At the start of the Great Depression, the bandleader opened "Bill" Tasillo's College Inn, a nightclub connected to the former luxury Garde Hotel of Hartford. This nightclub operated from 1929 to 1931.

In 1930, Tasillo participated in the cornerstone laying of the State Office Building and in 1935, the inaugural opening of the lounge room at the Hotel Bond in Hartford. In 1939, Tasillo appeared alongside Benny Goodman for a fundraiser and ball at the Governor's Foot Guard Hall in Hartford.

Tasillo resided in Miami, Florida in his later years, where his orchestra was playing engagements at the Copacabana nightclub with his son's ensemble as late as 1944. He died in Hartford the following year.

==Radio==
Bill Tasillo's Orchestra was among the first instrumental ensembles to broadcast in the initial months of station WTIC being on the air.
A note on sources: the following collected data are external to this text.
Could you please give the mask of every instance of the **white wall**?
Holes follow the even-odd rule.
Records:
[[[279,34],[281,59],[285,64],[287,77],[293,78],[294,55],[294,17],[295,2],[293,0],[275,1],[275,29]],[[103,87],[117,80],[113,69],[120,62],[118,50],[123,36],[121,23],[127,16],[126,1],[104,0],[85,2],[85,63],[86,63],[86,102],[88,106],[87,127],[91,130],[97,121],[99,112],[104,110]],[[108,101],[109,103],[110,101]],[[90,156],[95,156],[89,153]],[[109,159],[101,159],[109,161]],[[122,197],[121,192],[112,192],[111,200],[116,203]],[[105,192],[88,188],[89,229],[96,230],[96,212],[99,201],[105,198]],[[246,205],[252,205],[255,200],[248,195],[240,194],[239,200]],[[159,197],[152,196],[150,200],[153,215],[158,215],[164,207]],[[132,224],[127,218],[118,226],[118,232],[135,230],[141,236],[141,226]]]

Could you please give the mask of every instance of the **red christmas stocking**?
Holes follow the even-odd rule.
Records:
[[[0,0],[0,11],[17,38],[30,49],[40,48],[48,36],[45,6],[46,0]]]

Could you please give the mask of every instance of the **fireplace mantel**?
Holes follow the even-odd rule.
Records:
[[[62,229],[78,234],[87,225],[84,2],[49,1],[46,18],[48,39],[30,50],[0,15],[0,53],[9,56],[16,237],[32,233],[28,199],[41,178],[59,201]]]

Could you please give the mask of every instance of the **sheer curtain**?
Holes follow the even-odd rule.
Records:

Tasillo's radio ensemble, The Sparklers, was later a regular band broadcast over WTIC. Tasillo's band was also featured in the first and second 'Radio Ball' broadcasts in 1925 and 1926 hosted by WBZ, alongside popular jazz bandleaders from the Northeast, including Paul Specht and Edwin J. McEnelly. Tasillo's band would make an appearance on the fourth WBZ Radio Ball alongside Frankie Carle of McEnelly's group. The Radio Ball events took place at the former Cook's Butterfly Ballroom in Springfield, Massachusetts.

Tasillo's dance and nightclub orchestras were also broadcast weekly on location over WTIC radio, including Bill Tasillo's College Inn Orchestra. Tasillo's Le Bal Tabarin Orchestra was broadcast over WQAM in Miami as early as 1923.

==Volunteer work==
Tasillo was a member of the Rotary Club of Hartford from the mid-1920s, leading the "Rotary Club Boys' Band", which promoted young musicians from the area. At the request of Tasillo, John Philip Sousa was a guest conductor of the Boys' Band in 1926. They were also broadcast regularly over WTIC under the direction of Tasillo. Tasillo also led frequent volunteer concerts for area institutions such as the St. Agnes Home of West Hartford, the Undercliff Tuberculosis Sanatorium of Meriden and a Red Cross entertainment at the Hotel Bond following the 1936 flood. During the Great Depression, Tasillo led a WPA dance band in Hartford, which included saxophonist Fred Augsten.